Ja, vroeger. De tijd was wezenlijk anders. “De mensen deden al hun boodschappen hier in de stad. Er waren nog geen supermarkten, we hadden in Steenbergen tien slagers en ook tien bakkers”. De meesten van hen kan Toon zich meteen herinneren. “Slager van Campenhout, Jantje Potters hier uit de Kaaistraat. Twee Lardenoijen: één op de Kruispoort en één op het Blauwend. Dan had je op de Markt Kees Welten en slager Saarloos. En Ardon in de Zoutstraat, Janus van den Berg in de Kleine Kerkstraat en natuurlijk Piet Koenraadt hier in de Kaaistraat”.

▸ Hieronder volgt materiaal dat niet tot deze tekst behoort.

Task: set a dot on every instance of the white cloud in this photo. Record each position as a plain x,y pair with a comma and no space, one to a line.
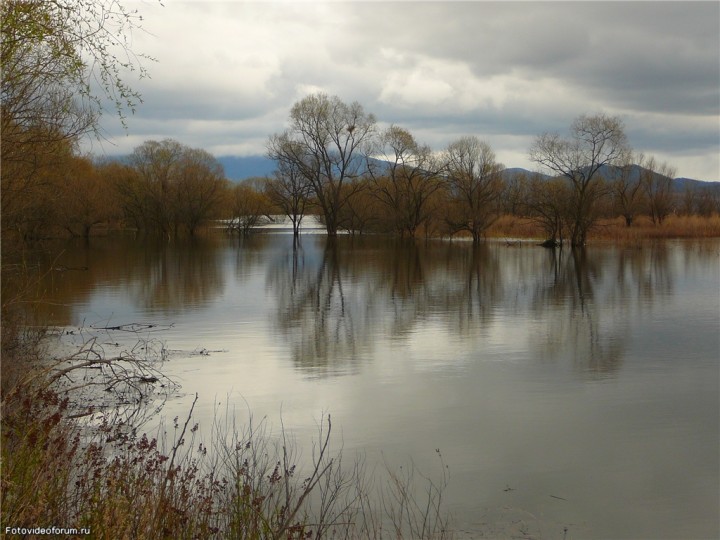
229,72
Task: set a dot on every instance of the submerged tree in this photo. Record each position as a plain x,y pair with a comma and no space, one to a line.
290,192
171,187
325,144
405,179
474,186
594,142
62,60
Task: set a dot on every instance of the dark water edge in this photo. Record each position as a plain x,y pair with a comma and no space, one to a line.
573,390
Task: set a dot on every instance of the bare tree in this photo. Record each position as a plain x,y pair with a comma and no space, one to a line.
325,143
545,202
199,186
248,205
290,191
474,186
405,179
61,61
594,142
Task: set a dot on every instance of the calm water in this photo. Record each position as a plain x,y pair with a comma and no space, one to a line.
564,391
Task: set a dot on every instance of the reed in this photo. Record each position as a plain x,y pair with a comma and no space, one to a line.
92,469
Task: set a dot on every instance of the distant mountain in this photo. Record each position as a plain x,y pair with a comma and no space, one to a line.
239,168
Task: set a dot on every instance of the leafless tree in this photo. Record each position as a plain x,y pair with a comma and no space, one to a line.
593,143
290,191
474,186
325,143
405,178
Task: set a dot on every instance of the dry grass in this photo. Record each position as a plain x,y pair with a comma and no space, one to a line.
243,483
644,229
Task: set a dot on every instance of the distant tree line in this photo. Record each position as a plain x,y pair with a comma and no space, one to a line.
333,161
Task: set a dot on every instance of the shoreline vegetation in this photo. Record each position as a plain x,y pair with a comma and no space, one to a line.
69,457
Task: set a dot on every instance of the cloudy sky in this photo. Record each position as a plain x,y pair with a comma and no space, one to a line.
227,73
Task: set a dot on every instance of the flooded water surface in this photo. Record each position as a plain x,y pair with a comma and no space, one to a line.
571,394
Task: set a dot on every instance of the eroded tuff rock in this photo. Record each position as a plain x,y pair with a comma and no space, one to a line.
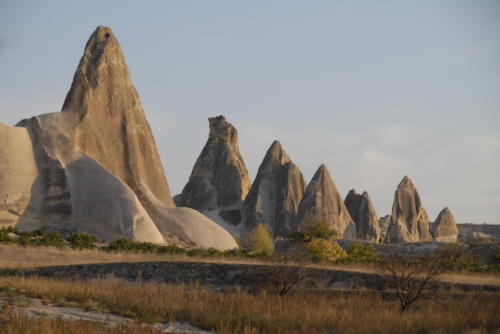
322,202
365,217
445,227
409,220
112,127
94,167
18,173
275,194
219,180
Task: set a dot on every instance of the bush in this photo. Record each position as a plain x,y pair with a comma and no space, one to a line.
171,249
358,252
319,230
82,241
53,239
324,250
4,234
123,244
495,255
41,238
261,241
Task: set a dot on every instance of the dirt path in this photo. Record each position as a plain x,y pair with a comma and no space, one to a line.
32,308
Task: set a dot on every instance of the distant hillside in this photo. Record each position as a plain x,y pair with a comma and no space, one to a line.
491,229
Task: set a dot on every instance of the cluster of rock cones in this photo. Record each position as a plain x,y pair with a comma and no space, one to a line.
94,167
220,188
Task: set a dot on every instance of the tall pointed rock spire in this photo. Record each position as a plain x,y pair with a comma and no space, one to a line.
445,227
322,202
112,127
409,220
365,217
219,179
275,194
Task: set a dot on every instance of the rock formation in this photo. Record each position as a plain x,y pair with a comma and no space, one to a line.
18,172
445,227
275,194
93,167
219,180
363,213
322,202
384,223
409,220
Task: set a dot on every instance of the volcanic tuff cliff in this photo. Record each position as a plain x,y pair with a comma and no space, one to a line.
322,202
94,167
365,217
219,180
275,194
445,227
409,220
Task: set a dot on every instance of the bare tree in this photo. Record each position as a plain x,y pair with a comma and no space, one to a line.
410,277
281,278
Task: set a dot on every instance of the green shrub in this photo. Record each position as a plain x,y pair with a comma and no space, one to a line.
261,241
324,250
82,241
4,234
319,230
41,238
123,244
361,253
53,239
171,249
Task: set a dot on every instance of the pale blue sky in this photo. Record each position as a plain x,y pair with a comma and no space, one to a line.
373,89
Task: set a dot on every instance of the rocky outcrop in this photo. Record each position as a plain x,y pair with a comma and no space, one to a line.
94,167
112,128
275,194
384,223
18,173
409,220
445,227
322,202
363,213
219,180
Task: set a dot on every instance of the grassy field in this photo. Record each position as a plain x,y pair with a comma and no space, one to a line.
14,256
237,311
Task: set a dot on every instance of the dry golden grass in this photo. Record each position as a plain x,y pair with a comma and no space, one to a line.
237,311
16,324
14,256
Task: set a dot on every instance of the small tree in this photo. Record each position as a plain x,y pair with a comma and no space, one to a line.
410,277
319,230
358,252
281,279
261,241
324,250
82,241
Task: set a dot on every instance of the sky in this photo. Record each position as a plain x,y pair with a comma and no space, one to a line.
375,90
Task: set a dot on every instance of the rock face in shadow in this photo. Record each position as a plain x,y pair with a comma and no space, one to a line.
365,217
409,220
445,227
322,202
275,194
94,167
219,180
18,173
188,226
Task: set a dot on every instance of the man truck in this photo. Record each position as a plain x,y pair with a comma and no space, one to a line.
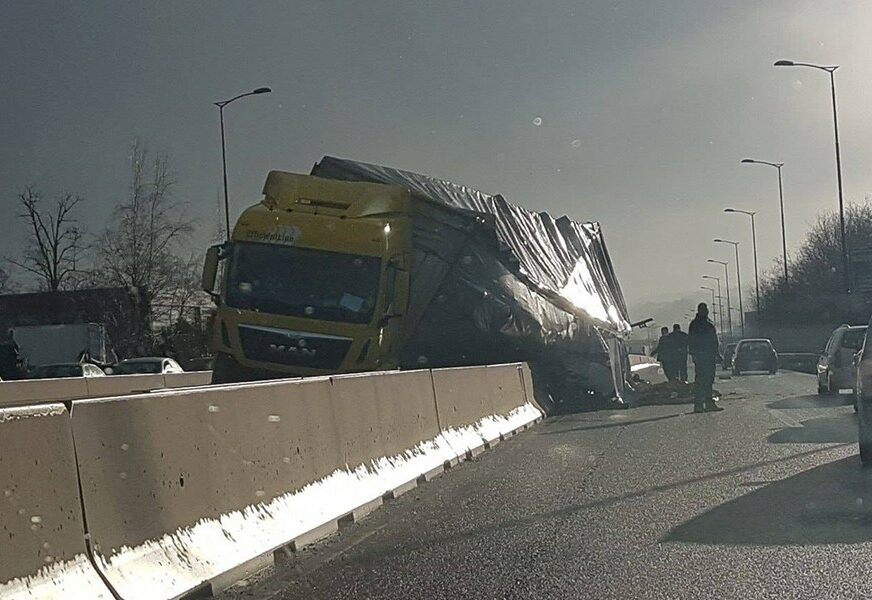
357,267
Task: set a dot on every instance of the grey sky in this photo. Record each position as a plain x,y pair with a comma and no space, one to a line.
646,108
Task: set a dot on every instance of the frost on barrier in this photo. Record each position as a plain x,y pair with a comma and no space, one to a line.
17,413
177,562
74,578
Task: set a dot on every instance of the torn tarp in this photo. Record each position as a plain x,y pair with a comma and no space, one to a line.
495,282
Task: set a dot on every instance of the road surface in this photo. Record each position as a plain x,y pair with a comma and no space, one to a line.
765,499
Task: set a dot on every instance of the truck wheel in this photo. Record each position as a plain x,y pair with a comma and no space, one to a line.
830,389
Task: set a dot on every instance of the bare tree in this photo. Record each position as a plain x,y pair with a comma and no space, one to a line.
54,243
7,286
140,247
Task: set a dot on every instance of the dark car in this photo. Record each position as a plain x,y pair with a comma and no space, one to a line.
727,360
835,366
62,370
755,355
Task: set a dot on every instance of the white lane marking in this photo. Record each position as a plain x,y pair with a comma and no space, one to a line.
782,416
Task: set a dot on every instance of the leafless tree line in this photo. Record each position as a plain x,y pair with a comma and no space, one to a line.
143,247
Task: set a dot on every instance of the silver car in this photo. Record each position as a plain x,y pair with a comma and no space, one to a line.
835,368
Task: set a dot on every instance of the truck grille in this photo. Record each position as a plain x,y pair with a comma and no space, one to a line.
293,348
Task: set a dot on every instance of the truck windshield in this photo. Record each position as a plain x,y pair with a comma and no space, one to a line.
303,282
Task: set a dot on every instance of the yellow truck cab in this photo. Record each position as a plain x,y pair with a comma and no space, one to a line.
314,281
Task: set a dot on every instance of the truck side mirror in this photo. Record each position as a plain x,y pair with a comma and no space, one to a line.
401,295
210,269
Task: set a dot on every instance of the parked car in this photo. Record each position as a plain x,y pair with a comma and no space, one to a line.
727,359
147,364
755,355
863,397
835,368
61,370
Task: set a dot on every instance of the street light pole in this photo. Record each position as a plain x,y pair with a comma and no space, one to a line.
832,72
712,290
781,203
720,305
751,214
727,282
738,280
221,106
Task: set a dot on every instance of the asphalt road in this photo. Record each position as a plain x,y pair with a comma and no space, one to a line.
763,500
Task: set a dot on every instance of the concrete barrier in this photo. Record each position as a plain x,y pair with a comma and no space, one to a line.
188,379
641,359
194,488
479,405
35,391
42,541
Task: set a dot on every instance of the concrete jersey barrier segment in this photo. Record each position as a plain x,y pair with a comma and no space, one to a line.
36,391
42,542
185,487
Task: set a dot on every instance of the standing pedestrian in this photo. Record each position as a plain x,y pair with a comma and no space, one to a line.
679,349
703,346
664,353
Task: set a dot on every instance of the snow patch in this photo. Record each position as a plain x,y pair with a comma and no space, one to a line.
74,578
30,412
180,561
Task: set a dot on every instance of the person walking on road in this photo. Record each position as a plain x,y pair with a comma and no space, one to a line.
703,346
664,353
679,349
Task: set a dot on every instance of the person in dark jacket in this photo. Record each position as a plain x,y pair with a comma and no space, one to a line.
703,347
665,354
679,350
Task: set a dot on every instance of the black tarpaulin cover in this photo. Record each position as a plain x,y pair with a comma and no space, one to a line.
531,287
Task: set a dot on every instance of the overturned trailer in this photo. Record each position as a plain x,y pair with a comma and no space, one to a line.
372,267
509,284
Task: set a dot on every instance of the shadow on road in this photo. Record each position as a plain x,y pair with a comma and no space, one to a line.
822,430
610,424
830,504
686,532
812,401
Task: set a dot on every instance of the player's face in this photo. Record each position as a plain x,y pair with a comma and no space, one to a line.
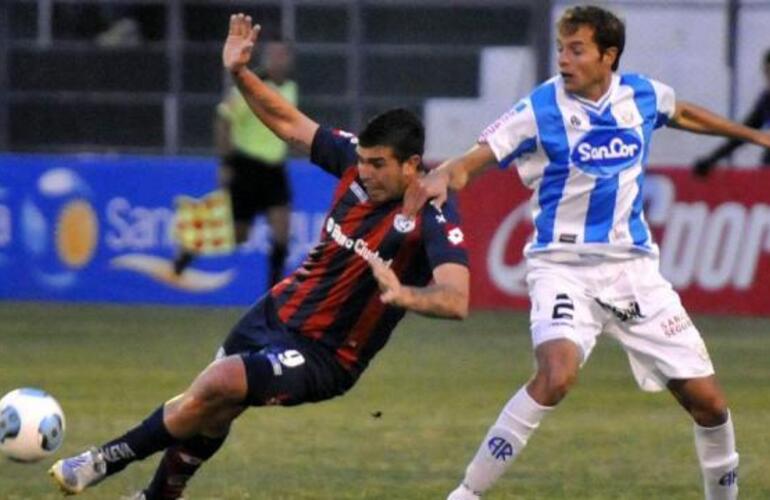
384,177
586,71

“Duizenden doden op mijn geweten”

Toon van der Heijden leerde het slagersvak. Ook het slachten hoorde daar toen nog bij. In de Visserstraat hadden ze hun eigen slachterij. De runderen – wekelijks twee - kwamen van Willy Brooijmans uit de Julianastraat. Die kocht deze bij de boeren in de regio. Keeske Schoutens leverde iedere week zeven varkens voor de slacht.

“Ja, ik heb duizenden doden op mijn geweten”, zegt Toon droog. Hij noemt de vrij jong overleden knecht Ad Bogers waarmee hij veel heeft samengewerkt. “Ad was oersterk en kon alle dieren aan. Hij draaide er zijn hand niet voor om. Samen hebben we er dertig jaar lang duizenden geslacht. Vanaf mijn zeventiende deed ik ook slachtingen aan huis. Dat waren merendeels varkens. Vaak wel drie op een dag. Het was zwaar werk”.

‘Ik kan dat niet meer’

“Een dier doden met een schietmasker deed me vroeger niets. Nu zou ik het niet meer kunnen. De dieren komen tegenwoordig van de grossier. Het is een goede kwaliteit vlees, dat zijn de klanten ook van ons gewend”.

Tranen

Toon blikt in vogelvlucht terug op zijn beginjaren. Hoe hij 18 maanden in militaire dienst moest en hoe de tranen toen vloeiden bij Henny Koenraadt, de vrouw van Piet. Ze hadden het er moeilijk mee, want ze beschouwden hem als een eigen kind. “In dienst werd ik kok. Dat komt me trouwens nu goed van pas, want ik kook vrijwel dagelijks mijn eigen potje”.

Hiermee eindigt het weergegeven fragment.